The broader pattern reflects an uncomfortable reality in global energy markets: even preliminary agreements between major antagonists can deteriorate rapidly when underlying tensions remain unresolved. The US-Iran accord appears to have addressed immediate bilateral hostilities but failed to encompass the constellation of proxy conflicts and regional rivalries that destabilise Middle Eastern security architecture. Israel's continued military operations against Hezbollah represent precisely such a complication—a conflict tangential to the central American-Iranian relationship yet capable of triggering broader regional escalation that would render the primary agreement obsolete.
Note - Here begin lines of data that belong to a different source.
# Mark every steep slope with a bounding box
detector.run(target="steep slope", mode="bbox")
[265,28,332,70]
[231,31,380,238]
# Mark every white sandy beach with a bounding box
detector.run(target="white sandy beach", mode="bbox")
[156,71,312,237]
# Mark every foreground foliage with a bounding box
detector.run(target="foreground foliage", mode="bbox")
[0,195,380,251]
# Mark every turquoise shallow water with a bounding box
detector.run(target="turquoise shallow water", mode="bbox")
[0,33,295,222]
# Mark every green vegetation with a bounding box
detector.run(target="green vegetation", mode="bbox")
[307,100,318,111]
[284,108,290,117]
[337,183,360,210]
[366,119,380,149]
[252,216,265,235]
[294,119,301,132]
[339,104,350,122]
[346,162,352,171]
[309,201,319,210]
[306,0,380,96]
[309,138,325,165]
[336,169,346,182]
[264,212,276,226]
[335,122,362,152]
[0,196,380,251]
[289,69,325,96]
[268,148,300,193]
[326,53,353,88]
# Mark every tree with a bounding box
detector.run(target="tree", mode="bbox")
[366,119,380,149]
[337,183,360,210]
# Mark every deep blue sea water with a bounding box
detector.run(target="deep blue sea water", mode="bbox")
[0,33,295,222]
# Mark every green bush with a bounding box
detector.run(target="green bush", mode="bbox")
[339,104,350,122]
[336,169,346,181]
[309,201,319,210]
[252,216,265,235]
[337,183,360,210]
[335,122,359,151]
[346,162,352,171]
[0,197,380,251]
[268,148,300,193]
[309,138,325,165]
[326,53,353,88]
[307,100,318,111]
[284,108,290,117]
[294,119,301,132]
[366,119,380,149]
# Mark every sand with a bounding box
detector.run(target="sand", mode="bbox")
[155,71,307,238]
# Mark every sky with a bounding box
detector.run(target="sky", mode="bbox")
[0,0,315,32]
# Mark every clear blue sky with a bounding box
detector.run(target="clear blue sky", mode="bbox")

Market participants must therefore navigate conflicting signals: structural supply factors point toward lower sustained prices as Middle Eastern production normalises, yet geopolitical risk remains acute given unresolved conflicts threatening the diplomatic foundation underlying anticipated supply expansions. The cancellation of the planned talks and postponement of confidence-building engagement between American and Iranian negotiators suggests momentum has shifted toward renewed confrontation rather than stable coexistence. Without rapid de-escalation of the Israel-Lebanon conflict and resumption of substantive diplomatic engagement, market participants will likely remain reluctant to embrace the supply-driven price trajectory that emerged briefly when the accord was announced.